Той весной «доктора» навещают меня еще дважды, и всякий раз король бросает на меня красноречивые многообещающие взгляды. Я пока не могу понять, что мне делать: то ли лететь навстречу такому будущему, то ли бежать стремглав куда подальше. А что скажет на это тетушка? И Гортензия? И Луиза? Не все ли мне равно? Три сестры – в высшей степени невероятно, совершенно невозможно. А как быть с Аженуа?… Разве можно разделить сердце на две половинки? Я, несомненно, люблю Аженуа, а короля… Впрочем, меня всегда влекли приключения.
Однажды ночью, когда «доктора» уже уходят, Ришелье наклоняется ко мне и шепчет, что король настолько захвачен мною, что безразличен к возможному скандалу.
– Страсть его столь сильна, что способна преодолеть всеобщее осуждение, связанное с тем, что неприлично трахать трех сестер поочередно. А что вы скажете по этому поводу?
– Скажу, что ваши слова столь же грязны, как и ваши мысли. – Я подавляю улыбку: его смелость порой очень привлекательна.
– Тогда постарайтесь его поощрить, – продолжает Ришелье. – Давайте при нашем следующем посещении? Он не привык упрашивать, чтобы ему подали ужин. Или, если угодно, не станет лаять, чтобы ему бросили кость.
Затем визиты прекратились. Я напряженно прислушиваюсь – не простучат ли по мостовой колеса кареты, но кругом тишина.
Возвращается из деревни Гортензия, сейчас ее беременность уже заметна. Я не делюсь с нею своей тайной и нахожу утешение, пусть и отягченное сознанием вины, в письмах к Аженуа, в потускневших воспоминаниях о наших объятиях и поцелуях.
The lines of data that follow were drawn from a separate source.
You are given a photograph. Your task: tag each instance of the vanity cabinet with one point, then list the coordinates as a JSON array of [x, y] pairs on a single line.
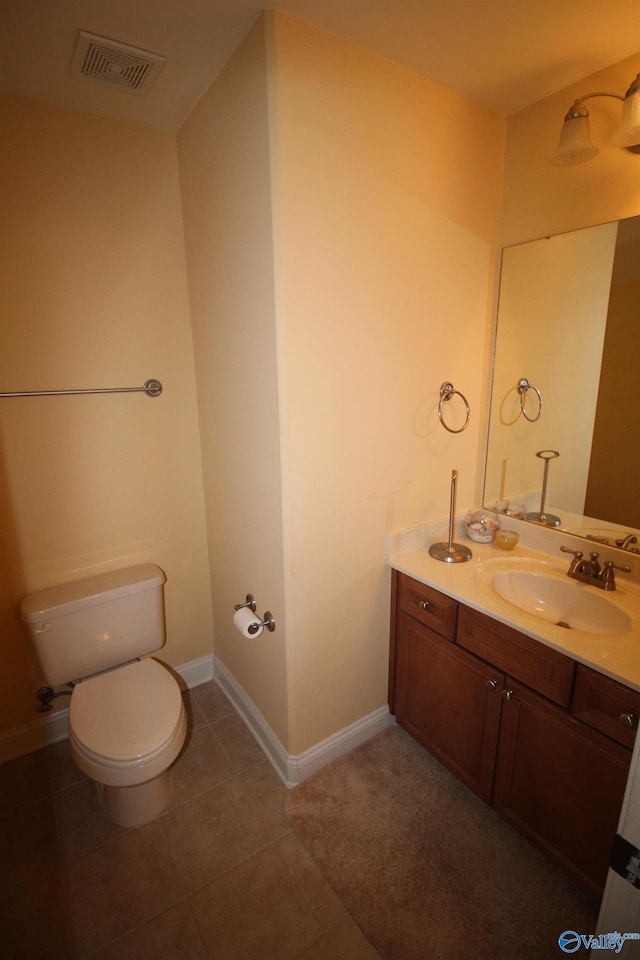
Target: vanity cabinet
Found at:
[[546, 741]]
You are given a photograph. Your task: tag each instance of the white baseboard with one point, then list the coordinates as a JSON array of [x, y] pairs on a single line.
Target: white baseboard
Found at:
[[293, 769], [47, 728]]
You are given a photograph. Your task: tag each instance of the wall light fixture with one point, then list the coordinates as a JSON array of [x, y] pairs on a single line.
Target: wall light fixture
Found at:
[[575, 140]]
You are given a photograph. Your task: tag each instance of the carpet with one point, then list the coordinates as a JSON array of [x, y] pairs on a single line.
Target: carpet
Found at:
[[427, 870]]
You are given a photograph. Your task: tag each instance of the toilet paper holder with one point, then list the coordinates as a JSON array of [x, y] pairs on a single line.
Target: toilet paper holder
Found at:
[[249, 602], [267, 620]]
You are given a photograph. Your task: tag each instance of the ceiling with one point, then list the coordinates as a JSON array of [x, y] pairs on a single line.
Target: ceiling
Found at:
[[505, 54]]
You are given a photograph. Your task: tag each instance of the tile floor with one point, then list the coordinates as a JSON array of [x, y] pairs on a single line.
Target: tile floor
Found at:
[[219, 876]]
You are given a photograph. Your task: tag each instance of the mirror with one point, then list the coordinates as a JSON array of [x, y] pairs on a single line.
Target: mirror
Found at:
[[565, 404]]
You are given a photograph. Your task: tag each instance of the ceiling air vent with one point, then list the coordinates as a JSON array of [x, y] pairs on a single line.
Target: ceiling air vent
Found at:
[[117, 64]]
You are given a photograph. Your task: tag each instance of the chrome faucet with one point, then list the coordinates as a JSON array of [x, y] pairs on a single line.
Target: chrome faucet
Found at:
[[625, 543], [589, 570]]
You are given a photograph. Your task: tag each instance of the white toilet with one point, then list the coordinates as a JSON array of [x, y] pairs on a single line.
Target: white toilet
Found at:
[[127, 721]]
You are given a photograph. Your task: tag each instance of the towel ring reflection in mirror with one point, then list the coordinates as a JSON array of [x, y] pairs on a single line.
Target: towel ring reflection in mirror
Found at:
[[447, 391], [523, 388]]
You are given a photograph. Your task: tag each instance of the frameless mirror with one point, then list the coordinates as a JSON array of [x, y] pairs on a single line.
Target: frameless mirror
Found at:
[[563, 446]]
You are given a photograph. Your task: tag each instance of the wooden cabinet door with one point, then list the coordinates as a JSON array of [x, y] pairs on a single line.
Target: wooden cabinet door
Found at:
[[449, 700], [560, 783]]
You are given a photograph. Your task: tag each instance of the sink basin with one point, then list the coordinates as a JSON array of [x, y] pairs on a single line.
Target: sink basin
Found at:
[[540, 589]]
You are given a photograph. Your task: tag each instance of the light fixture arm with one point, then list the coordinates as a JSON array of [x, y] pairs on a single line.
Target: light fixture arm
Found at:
[[575, 142]]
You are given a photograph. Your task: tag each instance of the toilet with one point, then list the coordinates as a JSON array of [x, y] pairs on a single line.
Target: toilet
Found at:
[[127, 722]]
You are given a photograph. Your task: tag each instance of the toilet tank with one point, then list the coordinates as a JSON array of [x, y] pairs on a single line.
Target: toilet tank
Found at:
[[80, 628]]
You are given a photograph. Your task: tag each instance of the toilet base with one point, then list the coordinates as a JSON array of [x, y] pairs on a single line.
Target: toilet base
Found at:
[[134, 806]]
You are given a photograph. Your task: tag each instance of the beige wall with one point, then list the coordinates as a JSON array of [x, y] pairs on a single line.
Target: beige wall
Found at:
[[346, 180], [94, 295], [226, 190], [389, 191]]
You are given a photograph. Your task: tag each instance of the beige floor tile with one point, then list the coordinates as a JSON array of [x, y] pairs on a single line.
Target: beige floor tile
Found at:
[[171, 936], [239, 744], [22, 781], [213, 833], [202, 765], [33, 921], [120, 885], [82, 823], [212, 701], [255, 912], [324, 901], [344, 942], [28, 847], [269, 792]]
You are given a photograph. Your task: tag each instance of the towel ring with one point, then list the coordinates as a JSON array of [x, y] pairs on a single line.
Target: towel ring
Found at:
[[447, 391], [523, 387]]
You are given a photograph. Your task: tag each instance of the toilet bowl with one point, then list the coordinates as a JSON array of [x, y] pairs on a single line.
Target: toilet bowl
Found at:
[[126, 727], [127, 722]]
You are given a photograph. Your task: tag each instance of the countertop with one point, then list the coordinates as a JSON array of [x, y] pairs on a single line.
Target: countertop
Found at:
[[616, 655]]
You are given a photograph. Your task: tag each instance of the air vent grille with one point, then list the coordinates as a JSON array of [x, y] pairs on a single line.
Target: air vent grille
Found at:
[[116, 64]]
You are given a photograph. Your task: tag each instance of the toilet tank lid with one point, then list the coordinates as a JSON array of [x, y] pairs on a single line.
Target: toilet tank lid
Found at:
[[68, 597]]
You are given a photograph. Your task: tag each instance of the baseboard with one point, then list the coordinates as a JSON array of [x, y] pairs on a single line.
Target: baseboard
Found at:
[[293, 769], [47, 728], [196, 671]]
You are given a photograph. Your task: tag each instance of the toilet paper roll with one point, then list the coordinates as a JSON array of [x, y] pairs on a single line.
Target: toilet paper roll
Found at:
[[246, 622]]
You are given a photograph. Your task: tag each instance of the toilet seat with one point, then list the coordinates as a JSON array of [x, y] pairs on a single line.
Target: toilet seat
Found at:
[[127, 725]]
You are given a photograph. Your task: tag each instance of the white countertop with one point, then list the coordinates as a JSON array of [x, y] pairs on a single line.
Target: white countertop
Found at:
[[616, 655]]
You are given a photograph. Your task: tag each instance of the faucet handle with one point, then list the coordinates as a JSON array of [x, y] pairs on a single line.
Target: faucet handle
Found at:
[[574, 566], [578, 554], [608, 575], [610, 565]]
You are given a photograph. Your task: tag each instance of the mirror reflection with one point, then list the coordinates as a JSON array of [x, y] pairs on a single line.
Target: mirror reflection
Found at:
[[562, 445]]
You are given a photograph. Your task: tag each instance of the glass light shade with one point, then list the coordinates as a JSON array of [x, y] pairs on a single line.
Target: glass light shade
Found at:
[[575, 143], [628, 133]]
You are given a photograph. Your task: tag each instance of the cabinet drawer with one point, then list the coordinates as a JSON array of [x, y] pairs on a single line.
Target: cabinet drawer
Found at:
[[533, 663], [606, 705], [428, 606]]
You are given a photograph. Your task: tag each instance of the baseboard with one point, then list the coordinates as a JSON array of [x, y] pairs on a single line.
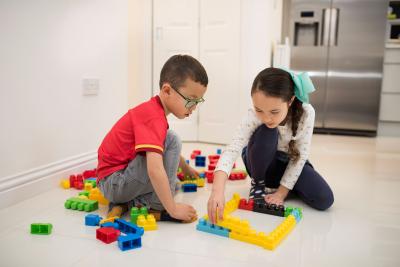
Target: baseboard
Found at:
[[19, 187]]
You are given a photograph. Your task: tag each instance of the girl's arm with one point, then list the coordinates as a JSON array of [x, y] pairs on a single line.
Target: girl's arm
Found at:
[[216, 201]]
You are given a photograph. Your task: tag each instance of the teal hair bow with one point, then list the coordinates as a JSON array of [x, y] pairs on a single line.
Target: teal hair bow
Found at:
[[302, 85]]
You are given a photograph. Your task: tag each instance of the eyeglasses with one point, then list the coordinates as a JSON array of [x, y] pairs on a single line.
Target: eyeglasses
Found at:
[[190, 102]]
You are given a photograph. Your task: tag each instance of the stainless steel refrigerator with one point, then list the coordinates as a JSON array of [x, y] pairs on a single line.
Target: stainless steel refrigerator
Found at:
[[341, 44]]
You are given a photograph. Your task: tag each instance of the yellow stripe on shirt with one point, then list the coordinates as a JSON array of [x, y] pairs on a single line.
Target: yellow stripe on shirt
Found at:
[[149, 146]]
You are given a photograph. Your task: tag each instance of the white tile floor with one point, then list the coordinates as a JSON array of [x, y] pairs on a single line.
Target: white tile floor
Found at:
[[361, 229]]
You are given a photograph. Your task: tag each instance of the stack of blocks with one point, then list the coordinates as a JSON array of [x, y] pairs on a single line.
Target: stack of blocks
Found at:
[[128, 235], [235, 228]]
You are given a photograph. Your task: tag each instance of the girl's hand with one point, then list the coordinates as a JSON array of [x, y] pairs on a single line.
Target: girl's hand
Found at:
[[278, 197], [191, 172], [215, 206]]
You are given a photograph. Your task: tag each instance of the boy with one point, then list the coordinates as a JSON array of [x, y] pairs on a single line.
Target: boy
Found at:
[[138, 159]]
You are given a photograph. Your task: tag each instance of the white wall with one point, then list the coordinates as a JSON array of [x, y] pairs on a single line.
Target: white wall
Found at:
[[261, 27], [46, 48]]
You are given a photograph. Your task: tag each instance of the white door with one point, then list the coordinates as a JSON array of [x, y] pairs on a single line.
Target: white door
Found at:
[[220, 55], [175, 31]]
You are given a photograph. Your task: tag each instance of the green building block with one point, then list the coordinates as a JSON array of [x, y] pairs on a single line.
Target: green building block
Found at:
[[76, 203], [90, 182], [41, 228], [85, 193], [135, 212]]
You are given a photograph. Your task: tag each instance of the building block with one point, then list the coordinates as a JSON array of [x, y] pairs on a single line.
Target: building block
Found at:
[[107, 234], [129, 242], [136, 212], [92, 220], [95, 194], [129, 228], [41, 228], [246, 204], [89, 173], [238, 175], [110, 224], [206, 226], [189, 188], [200, 161], [148, 223], [195, 153], [110, 219], [261, 206], [84, 193], [76, 203], [65, 184]]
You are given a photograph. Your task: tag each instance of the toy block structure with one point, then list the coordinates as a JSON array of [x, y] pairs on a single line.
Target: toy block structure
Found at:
[[65, 184], [129, 228], [238, 175], [189, 187], [207, 227], [95, 194], [148, 223], [195, 153], [129, 242], [235, 228], [107, 234], [89, 173], [76, 203], [41, 228], [92, 220], [246, 205], [200, 161], [261, 206], [136, 212], [107, 220]]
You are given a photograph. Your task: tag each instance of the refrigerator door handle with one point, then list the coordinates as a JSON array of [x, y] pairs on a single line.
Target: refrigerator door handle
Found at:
[[333, 33], [326, 15]]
Мы с Гортензией навещаем Диану в доме мадам Ледигьер. После положенных приветствий мадам Ледигьер располагается в кресле гостиной вместе с нами. Повсюду бродят кошки, и глаза Гортензии краснеют и наполняются слезами. Жаркий воздух кажется немного спертым.
– Не беспокойтесь, – шепчет нам Диана. – Она скоро уснет.
Нам подают пудинг из каштанов. Огромный серый кот вспрыгивает на стол и начинает слизывать месиво с тарелки Дианы.
– Это Жозеф, – сообщает Диана, поглаживая животного. – Ну разве он не красавец? Никогда не думала, что котам нравятся каштаны, – мне самой они совсем не нравятся. Но, кажется, коты такое любят.
Гортензия вздрагивает. Вскоре из угла доносится похрапывание. Старушка герцогиня уснула, одна из служанок обмахивает ее веером. Диана взахлеб рассказывает о своем посещении Версаля, о модах и кухне, о том, как приятно съесть пирожное между обедом и ужином. Гортензия спрашивает о короле и Луизе, но Диана только неловко ерзает в кресле.